The useful question isn't whether a website costs $900, $2,000, or $5,000. The useful question is what it's going to solve. If your company needs a basic presence, there's no need to over-engineer the project. But if you expect the website to help generate leads, support campaigns, qualify prospects, or integrate automations, you need a different level of approach.

Before accepting a proposal, it's advisable to review what deliverables it includes, how many revisions it contemplates, if there will be real mobile adaptation, if speed is worked on, if it is configured Basic Technical SEO And what support will you receive after publishing. It is also reasonable to ask for clarity on timelines, responsibilities, and scope, to avoid attractive quotes that are later filled with extras.

In agencies with a holistic approach, like CLICK Digital, this point is usually addressed better because the website isn't seen as an isolated piece, but rather as part of the digital business system. That changes the conversation: it's no longer just about design, but about acquisition, conversion, visibility, and scalability.

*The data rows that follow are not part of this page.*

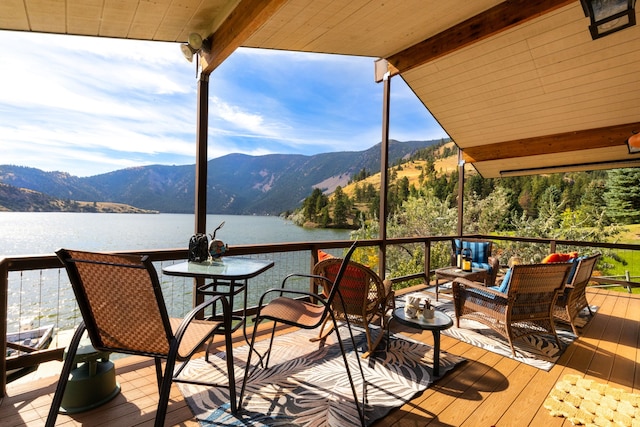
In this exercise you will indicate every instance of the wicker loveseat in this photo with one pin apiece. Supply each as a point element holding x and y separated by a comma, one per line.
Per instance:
<point>525,308</point>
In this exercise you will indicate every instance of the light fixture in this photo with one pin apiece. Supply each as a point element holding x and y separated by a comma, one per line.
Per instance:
<point>609,16</point>
<point>633,143</point>
<point>194,45</point>
<point>607,164</point>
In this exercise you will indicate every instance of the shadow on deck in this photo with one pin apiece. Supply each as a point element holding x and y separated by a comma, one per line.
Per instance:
<point>487,390</point>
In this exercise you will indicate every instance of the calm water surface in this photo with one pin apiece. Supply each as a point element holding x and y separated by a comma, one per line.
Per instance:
<point>23,233</point>
<point>44,297</point>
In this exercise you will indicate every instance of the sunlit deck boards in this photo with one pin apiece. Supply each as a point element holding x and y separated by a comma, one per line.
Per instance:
<point>486,390</point>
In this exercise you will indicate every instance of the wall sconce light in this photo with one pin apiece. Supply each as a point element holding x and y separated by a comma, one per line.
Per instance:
<point>633,143</point>
<point>195,44</point>
<point>609,16</point>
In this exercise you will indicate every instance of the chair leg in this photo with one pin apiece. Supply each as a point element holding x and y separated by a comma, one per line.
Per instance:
<point>64,375</point>
<point>346,364</point>
<point>230,369</point>
<point>165,387</point>
<point>323,336</point>
<point>159,376</point>
<point>248,365</point>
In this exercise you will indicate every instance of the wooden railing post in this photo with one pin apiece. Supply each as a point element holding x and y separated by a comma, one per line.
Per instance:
<point>4,302</point>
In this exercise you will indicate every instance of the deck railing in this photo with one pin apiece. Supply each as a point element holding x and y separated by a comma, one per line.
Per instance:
<point>54,302</point>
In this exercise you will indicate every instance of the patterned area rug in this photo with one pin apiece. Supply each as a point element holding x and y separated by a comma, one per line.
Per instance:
<point>308,386</point>
<point>540,351</point>
<point>587,402</point>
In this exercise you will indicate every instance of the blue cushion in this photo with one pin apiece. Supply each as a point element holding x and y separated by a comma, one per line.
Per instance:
<point>574,266</point>
<point>484,265</point>
<point>504,285</point>
<point>479,250</point>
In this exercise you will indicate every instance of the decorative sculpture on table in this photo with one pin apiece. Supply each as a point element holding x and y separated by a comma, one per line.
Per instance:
<point>217,248</point>
<point>412,306</point>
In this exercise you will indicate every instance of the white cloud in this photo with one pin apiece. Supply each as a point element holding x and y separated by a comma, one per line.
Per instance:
<point>91,105</point>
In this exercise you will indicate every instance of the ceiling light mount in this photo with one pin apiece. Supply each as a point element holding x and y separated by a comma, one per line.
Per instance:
<point>195,44</point>
<point>633,143</point>
<point>609,16</point>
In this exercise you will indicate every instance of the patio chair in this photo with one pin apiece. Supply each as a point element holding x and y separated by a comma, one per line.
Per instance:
<point>123,311</point>
<point>526,308</point>
<point>366,298</point>
<point>480,256</point>
<point>574,298</point>
<point>301,313</point>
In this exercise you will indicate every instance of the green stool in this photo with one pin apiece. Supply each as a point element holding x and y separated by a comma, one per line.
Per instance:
<point>91,383</point>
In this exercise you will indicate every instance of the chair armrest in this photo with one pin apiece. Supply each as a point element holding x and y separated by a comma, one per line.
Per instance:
<point>283,291</point>
<point>464,284</point>
<point>308,276</point>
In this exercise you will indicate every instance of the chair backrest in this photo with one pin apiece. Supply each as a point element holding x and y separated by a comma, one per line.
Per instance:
<point>121,302</point>
<point>340,274</point>
<point>361,289</point>
<point>534,288</point>
<point>480,249</point>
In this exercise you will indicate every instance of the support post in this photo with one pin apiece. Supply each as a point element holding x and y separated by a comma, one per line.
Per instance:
<point>384,179</point>
<point>460,193</point>
<point>202,138</point>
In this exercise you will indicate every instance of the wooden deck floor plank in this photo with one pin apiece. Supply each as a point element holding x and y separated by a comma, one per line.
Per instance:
<point>448,388</point>
<point>623,370</point>
<point>462,386</point>
<point>444,403</point>
<point>481,408</point>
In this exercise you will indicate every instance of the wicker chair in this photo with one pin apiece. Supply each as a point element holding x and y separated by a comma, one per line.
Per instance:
<point>123,311</point>
<point>293,311</point>
<point>366,298</point>
<point>574,298</point>
<point>525,309</point>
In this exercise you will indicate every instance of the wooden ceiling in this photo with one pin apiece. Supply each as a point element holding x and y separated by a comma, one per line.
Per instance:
<point>520,86</point>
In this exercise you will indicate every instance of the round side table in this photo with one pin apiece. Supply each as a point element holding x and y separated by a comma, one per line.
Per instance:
<point>440,322</point>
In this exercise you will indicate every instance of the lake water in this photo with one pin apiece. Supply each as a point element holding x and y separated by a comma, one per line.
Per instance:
<point>23,233</point>
<point>43,297</point>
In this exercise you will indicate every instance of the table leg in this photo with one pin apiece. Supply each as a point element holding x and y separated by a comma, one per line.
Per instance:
<point>436,352</point>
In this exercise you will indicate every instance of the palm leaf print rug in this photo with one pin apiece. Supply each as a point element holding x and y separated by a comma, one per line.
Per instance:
<point>306,384</point>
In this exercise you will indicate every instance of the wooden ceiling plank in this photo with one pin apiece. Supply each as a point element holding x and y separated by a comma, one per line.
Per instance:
<point>486,24</point>
<point>245,19</point>
<point>14,15</point>
<point>550,144</point>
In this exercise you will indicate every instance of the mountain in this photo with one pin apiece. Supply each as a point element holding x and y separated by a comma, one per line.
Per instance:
<point>237,183</point>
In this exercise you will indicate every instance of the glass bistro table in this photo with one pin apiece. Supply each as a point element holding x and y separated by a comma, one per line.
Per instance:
<point>227,276</point>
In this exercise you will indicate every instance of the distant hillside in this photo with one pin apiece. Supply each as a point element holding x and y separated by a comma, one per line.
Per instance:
<point>24,200</point>
<point>412,171</point>
<point>237,183</point>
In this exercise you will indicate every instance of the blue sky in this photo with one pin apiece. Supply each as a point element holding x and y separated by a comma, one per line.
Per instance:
<point>90,105</point>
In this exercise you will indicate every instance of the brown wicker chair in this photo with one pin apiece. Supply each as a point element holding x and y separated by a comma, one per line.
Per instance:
<point>526,308</point>
<point>574,298</point>
<point>294,311</point>
<point>123,311</point>
<point>366,298</point>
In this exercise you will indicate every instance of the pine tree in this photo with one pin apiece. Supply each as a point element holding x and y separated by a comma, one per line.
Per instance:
<point>623,195</point>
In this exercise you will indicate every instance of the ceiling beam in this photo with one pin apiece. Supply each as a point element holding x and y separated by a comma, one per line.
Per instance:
<point>241,23</point>
<point>486,24</point>
<point>559,143</point>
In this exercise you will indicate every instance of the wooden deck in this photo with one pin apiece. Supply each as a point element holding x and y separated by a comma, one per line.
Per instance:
<point>487,390</point>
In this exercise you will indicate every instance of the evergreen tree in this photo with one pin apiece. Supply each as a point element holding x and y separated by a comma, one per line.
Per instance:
<point>623,195</point>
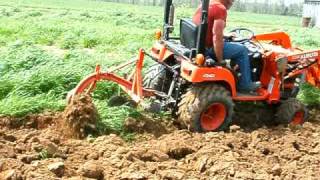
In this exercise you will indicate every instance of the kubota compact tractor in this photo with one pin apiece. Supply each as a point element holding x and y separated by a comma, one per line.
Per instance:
<point>201,93</point>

How much to invest according to your business objective

If you're just starting out and only need a serious presence to validate your brand, a contained investment may be enough. If you already have traffic, run campaigns, or rely on the web to close opportunities, it's worth stepping up and considering a tool that supports sales.

For local businesses, professionals, clinics, offices, real estate agencies, or service companies, a well-designed WordPress website usually offers a very solid cost-benefit ratio. For e-commerce or projects with commercial automation, the budget should be measured against operational savings and revenue potential.

The cheapest proposal doesn't always win, nor does the most expensive. The one that understands what your company needs today and what growth margin you want to sustain tomorrow wins.

The best investment isn't the most complex website, but rather one that aligns with your stage, your market, and your business objectives. If the project is well-planned from the start, WordPress can become a very profitable foundation for growth with order, visibility, and more sales opportunities.